The following points are made by Allison L. Abbott (Current Biology 2003 13:824):

1) In this context, the term "heterochronic" refers to the development of cells or tissues at an abnormal time relative to other unaffected events in an organism; the latter can thus serve as temporal landmarks. Mutations in heterochronic genes cause certain cells to adopt cell fates normally associated with earlier or later times in development. Heterochronic genes therefore regulate the timing and sequence of developmental events in specific cell lineages, and thereby coordinate events throughout a developing organism.

2) The nematode worm Caenorhabditis elegans provides a particularly tractable model for studying heterochronic genes, owing to its relatively simple and invariant cell lineages.
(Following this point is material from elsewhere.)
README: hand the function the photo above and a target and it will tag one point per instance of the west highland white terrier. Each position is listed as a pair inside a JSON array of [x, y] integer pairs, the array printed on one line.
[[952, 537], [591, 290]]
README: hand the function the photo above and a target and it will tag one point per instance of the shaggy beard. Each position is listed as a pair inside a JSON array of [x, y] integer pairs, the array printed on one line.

In the four larval stages of its post-embryonic development, C. elegans cells exhibit stage-specific patterns of developmental events, such as cell division and cell fate specification, with each stage separated by a molt. Importantly, neither larval growth nor progression through the molting cycle in the worm are affected by known heterochronic mutations, allowing developmental events to be monitored relative to these temporal landmarks.
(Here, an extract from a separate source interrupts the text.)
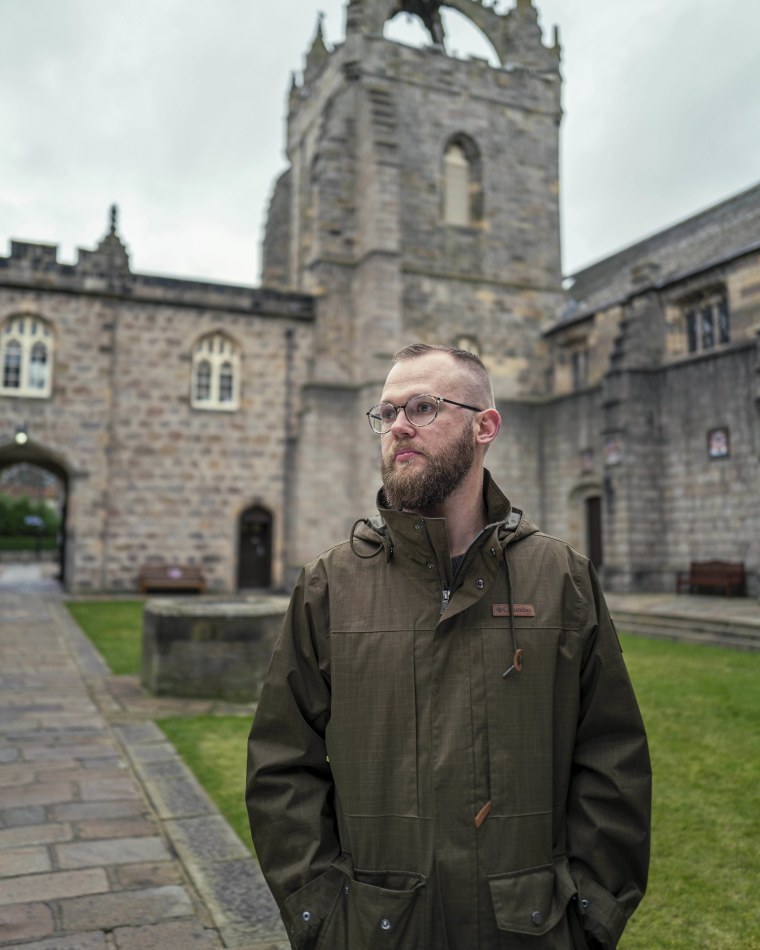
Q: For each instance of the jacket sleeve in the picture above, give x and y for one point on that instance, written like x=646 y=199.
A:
x=289 y=788
x=608 y=807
3) Heterochronic genes have been reported in many different organisms, including Drosophila (hunchback, pdm, castor) and several species of plants, including Arabidopsis (HASTY) and rice (mori1). In C. elegans, one class of heterochronic mutations results in an early, or precocious, phenotype in which many of the normal cell fate decisions of a specific larval stage are skipped and much of the worm instead executes the developmental program of a later stage. Examples include mutations in lin-14, lin-28 and lin-41. Worms with such mutations express adult cell fates when the animal is still sexually immature. Conversely, a second class of mutations results in a delayed, or retarded, phenotype in which many normal cell fate decisions are reiterated in subsequent larval stages. Examples include mutations in lin-4 and lin-29. Worms with such mutations do not express certain adult cell fates, despite being sexually mature.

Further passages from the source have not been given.